In spite of Marian's anguished pleading, Loring took the girl to his study and whipped her soundly with small flexible cane. Angela refused to cry, and her aroused stepfather finally was forced to desist when the girl fainted at his feet. He never beat her as savagely again, for the servants had overheard Marian's frantic appeals, and the story spread throughout the neighborhood. It appeared that the approval of his neighbors was indeed of prime importance to Mr. Gilles Loring.

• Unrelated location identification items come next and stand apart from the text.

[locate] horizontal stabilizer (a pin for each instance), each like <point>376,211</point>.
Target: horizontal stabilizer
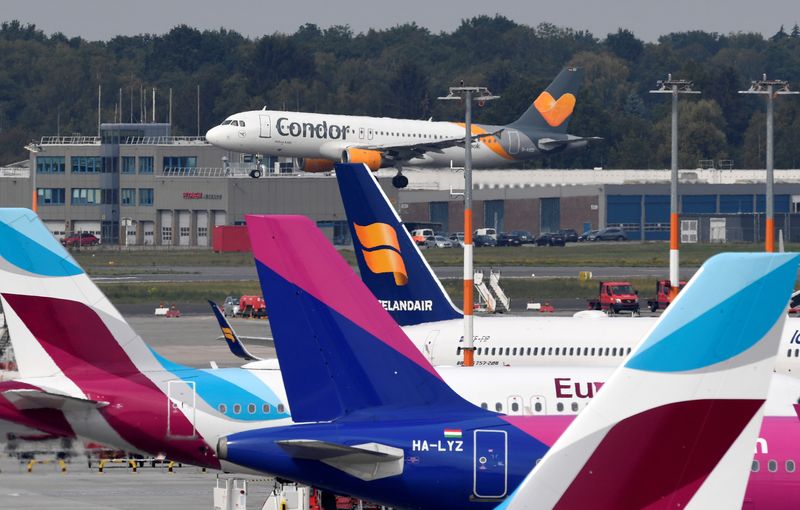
<point>369,461</point>
<point>37,399</point>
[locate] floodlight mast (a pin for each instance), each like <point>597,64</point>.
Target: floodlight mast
<point>770,88</point>
<point>468,95</point>
<point>674,87</point>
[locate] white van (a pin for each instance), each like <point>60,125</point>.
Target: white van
<point>486,232</point>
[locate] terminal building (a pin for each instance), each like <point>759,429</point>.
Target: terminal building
<point>136,185</point>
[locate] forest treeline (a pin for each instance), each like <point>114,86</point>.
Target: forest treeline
<point>49,83</point>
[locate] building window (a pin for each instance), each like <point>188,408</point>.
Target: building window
<point>145,196</point>
<point>86,164</point>
<point>50,164</point>
<point>146,164</point>
<point>128,165</point>
<point>50,196</point>
<point>128,196</point>
<point>86,196</point>
<point>180,162</point>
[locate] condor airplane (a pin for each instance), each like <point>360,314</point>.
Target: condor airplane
<point>323,139</point>
<point>395,271</point>
<point>673,427</point>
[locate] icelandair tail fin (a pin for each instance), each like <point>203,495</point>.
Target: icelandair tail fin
<point>231,338</point>
<point>552,109</point>
<point>340,352</point>
<point>390,263</point>
<point>58,320</point>
<point>674,427</point>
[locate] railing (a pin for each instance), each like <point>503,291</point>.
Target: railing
<point>14,172</point>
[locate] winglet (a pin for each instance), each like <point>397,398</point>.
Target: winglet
<point>231,338</point>
<point>339,350</point>
<point>676,424</point>
<point>390,263</point>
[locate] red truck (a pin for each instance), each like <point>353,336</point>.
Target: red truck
<point>615,297</point>
<point>663,295</point>
<point>252,306</point>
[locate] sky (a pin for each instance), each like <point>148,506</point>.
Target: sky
<point>648,19</point>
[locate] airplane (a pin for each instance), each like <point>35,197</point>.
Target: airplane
<point>379,142</point>
<point>395,271</point>
<point>381,424</point>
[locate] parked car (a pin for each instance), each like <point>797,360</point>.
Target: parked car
<point>508,239</point>
<point>550,239</point>
<point>570,235</point>
<point>482,240</point>
<point>80,239</point>
<point>525,237</point>
<point>609,234</point>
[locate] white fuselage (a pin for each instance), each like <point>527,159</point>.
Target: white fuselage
<point>324,136</point>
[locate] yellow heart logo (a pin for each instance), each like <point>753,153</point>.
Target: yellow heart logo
<point>555,112</point>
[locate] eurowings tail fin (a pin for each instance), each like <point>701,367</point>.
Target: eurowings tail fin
<point>552,109</point>
<point>674,427</point>
<point>340,352</point>
<point>390,263</point>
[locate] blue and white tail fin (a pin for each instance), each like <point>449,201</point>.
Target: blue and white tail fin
<point>340,352</point>
<point>231,338</point>
<point>674,427</point>
<point>390,263</point>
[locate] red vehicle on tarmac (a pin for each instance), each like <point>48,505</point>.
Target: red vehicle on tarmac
<point>616,297</point>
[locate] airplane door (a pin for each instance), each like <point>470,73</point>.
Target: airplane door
<point>515,405</point>
<point>513,142</point>
<point>538,405</point>
<point>266,126</point>
<point>430,344</point>
<point>490,464</point>
<point>181,405</point>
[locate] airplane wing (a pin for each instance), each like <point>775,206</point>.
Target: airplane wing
<point>406,151</point>
<point>369,461</point>
<point>23,398</point>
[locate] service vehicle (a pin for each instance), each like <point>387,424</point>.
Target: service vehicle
<point>616,297</point>
<point>664,295</point>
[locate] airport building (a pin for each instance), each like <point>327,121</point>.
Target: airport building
<point>135,185</point>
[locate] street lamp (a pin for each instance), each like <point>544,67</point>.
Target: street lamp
<point>674,87</point>
<point>468,95</point>
<point>770,88</point>
<point>34,148</point>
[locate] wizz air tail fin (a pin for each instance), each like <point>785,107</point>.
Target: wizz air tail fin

He had been, it became known, the distant relative and estate manager of a northern nobleman before he came to Averly village--for reasons of health, he always explained with his hearty laugh, as though challenging anyone to find him other than superbly fit. He was in truth a fine figure of a man, and Marian Swann, widowed a year and quite helpless to manage the comfortable estate her husband had left her, was pathetically eager to accept first his advice, and later, his offer of marriage. It was not long until he was much more respected in the county than his predecessor had been. Everyone took to saying that Marian had done very well for herself, and that the new master of Swanholme would bring the property up to scratch in a way careless Denzil Swann had never even bothered to attempt. It was also noted, in passing, that it was an added mark of Gilles Loring's integrity that he should expend so much time and energy upon an estate which would become the property of his stepdaughter upon the day she married. It was at this time, three years after Marian's marriage, that two things happened which changed the rest of Angela's life. The first of these was the introduction into the household at Swanholme of Mr. Vivian Nellis, son of Gilles's sister.
This finicking young exquisite was a Londoner, and quite prepared to tell anyone who would listen about the advantages of life in the Metropolis, and of the fine figure he himself cut in the Ton. This elegant Tulip caused many a smothered smile among the stolid, worthy squires and their ladies, the more so because his uncle Gilles, while making excuses for the lad's youthful folly, was also seen to disguise a grin.